I unload the Benelli at him. Five rounds, but I’m not really expecting anything to connect. He’s already on the move and any mage worth the title is going to have defensive spells ready to go at a moment’s notice. Bustillo works for Sinaloa, which is about as cutthroat a cartel as they come. They’re not known for coming at you in a fair fight. He’s going to have something extra special up his sleeve for just such occasions.
Sure enough the buckshot scatters as it gets close, splitting into two streams of pellets and peppering the wall on either side of him with holes. I drop the shotgun, it’s useless, anyway, and scoop up the obsidian blade from where it’s embedded itself into the floor. As I grab the knife, Bustillo gets hold of his submachine gun and stitches a line of bullets across the room.
I drop behind the desk. Like Bustillo I have defensive spells, too. Apparently, they’re not as good as his are. Even with the magic in my tattoos redirecting most of the rounds I get tagged by a bullet in my shoulder. Normally, that would be a problem.

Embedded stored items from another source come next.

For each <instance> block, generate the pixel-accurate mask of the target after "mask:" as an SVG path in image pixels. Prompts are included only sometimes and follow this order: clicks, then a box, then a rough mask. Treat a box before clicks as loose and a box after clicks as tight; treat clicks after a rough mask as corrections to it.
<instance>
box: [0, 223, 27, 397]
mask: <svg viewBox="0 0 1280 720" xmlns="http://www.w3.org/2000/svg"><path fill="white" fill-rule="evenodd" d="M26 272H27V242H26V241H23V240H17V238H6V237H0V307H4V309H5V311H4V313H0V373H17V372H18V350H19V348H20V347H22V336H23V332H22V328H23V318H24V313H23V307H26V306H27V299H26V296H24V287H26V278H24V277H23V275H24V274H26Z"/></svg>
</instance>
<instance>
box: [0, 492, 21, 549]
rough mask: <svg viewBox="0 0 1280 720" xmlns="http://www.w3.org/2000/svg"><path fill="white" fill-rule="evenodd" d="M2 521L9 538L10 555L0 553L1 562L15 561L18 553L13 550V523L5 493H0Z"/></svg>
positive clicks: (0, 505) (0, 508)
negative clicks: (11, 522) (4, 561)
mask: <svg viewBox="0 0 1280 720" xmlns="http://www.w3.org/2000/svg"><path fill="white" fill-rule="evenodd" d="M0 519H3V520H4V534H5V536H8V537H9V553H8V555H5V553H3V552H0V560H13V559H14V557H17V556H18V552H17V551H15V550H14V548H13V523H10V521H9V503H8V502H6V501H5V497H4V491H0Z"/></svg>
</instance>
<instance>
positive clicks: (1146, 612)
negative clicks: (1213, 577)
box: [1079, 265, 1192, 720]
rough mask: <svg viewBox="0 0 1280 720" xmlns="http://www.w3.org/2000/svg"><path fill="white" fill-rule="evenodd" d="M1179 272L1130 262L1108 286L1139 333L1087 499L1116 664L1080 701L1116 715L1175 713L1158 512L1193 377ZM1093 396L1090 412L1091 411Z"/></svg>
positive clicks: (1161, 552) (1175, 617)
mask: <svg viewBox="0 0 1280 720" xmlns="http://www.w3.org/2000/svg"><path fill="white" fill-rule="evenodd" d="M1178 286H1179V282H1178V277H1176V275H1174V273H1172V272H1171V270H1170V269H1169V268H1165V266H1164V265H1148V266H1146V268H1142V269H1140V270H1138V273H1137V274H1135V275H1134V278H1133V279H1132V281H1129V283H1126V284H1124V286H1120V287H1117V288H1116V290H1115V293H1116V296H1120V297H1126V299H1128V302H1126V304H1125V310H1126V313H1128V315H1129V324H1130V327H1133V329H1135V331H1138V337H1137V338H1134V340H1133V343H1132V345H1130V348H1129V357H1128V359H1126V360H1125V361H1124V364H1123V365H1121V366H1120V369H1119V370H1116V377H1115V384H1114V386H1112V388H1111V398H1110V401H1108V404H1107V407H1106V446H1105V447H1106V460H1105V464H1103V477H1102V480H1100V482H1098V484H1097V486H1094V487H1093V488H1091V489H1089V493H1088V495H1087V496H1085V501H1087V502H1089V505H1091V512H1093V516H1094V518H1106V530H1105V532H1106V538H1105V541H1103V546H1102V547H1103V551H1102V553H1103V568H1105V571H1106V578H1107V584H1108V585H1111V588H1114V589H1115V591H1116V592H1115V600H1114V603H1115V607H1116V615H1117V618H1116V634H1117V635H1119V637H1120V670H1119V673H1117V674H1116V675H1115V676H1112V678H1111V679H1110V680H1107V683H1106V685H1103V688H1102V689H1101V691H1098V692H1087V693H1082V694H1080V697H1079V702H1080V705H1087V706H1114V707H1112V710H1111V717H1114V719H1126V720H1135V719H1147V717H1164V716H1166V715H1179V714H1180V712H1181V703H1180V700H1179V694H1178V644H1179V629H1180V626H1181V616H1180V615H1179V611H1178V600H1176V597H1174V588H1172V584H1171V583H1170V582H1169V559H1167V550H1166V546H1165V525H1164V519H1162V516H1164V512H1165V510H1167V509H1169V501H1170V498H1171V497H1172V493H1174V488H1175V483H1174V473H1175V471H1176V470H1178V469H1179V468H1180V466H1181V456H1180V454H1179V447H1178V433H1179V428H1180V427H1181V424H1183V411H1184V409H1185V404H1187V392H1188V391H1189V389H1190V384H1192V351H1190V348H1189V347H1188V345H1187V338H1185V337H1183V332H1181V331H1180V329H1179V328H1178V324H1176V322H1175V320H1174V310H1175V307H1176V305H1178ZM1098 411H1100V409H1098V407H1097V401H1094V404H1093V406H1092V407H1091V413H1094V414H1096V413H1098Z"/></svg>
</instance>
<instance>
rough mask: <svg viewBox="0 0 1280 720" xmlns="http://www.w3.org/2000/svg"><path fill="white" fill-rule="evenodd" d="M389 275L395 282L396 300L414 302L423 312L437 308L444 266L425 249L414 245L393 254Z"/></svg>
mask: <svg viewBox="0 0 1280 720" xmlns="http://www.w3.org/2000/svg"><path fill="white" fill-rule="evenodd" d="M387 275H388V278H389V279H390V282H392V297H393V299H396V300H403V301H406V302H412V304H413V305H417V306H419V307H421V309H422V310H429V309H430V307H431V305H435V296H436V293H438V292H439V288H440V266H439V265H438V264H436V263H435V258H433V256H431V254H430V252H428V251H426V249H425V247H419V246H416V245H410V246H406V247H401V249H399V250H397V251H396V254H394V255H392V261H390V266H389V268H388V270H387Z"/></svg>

But normal left the building a long time back. The bullet that gets through my protections mushrooms on contact and stops dead. The jade crawling through my body has gone up to my shoulders and down most of both arms. I can’t scratch it, can’t break it. And it’s really good at stopping bullets. A small bright spot in an otherwise fucked situation.
I pull the Browning. I don’t think I’m going to get close enough to him for the knife to be very effective. Even the Browning isn’t going to do much good. It’ll make big holes, but unless I can do something about his magical defenses it’s not going to do a whole lot.
“So was I right?” I say. “You think I’m an idiot for rejecting Santa Muerte’s ‘gift’? I’m thinking you see yourself as a much more worthy recipient of it, yeah?”
For somebody who’s just one more stepping stone to getting what I want, Bustillo’s turning out to be a big pain in my ass.